City of Scranton v. Noll , 108 Pa. Super. 94 ( 1932 )


Menu:
  • Argued October 27, 1932. William Rees, plumbing inspector of the City of Scranton, complained before a police magistrate of a violation by defendant of the Act of June 7, 1901, P.L. 493 [as amended by Acts May 14, 1909, P.L. 840, and May 21, 1913, P.L. 276; 53 P.S. 2551-2630], in that he "did carry on or work at the business of plumbing in the City of Scranton, a second class city having a system of sewerage and water supply, without first securing a certificate or license to engage in or work at said business." The proceeding, summary in character, resulted in a fine, and permission was given by the court of quarter sessions of Lackawanna County to appeal to that court, when the charge was heard de novo. After hearing, the court entered this judgment: "Now, June 15, 1932, the defendant is adjudged not guilty." An appeal without special allowance was then taken to this court.

    We have carefully reconsidered the former decisions of this court, and are all of the opinion that the appeal must be quashed.
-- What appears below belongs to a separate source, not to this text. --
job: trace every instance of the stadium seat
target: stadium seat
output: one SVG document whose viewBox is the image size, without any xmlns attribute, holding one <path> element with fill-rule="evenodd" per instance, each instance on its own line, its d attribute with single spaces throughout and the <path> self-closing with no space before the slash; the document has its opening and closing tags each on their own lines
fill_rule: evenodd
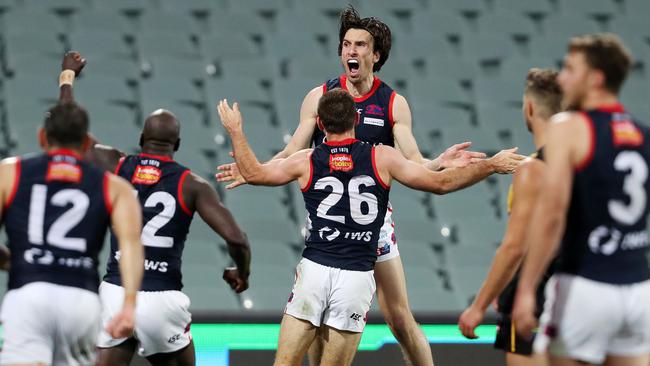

    After a hearing de novo by the court of quarter sessions, there was a judgment by that court in language that cannot be misunderstood that the defendant was not guilty — a distinct and unequivocal judgment of acquittal. This brings the case clearly within the principles laid down in Com. v. Preston, 92 Pa. Super. 159, and Com. v. Benson, 94 ib. 10. The judgment here entered by the lower court was final, and no appeal therefrom lies to this court. The appellant *Page 96 has called our attention to the case of Com. v. Forrest, 170 Pa. 40,32 A. 652, but in that case the right to appeal was not questioned or considered.

    The appeal is quashed at the cost of the appellant.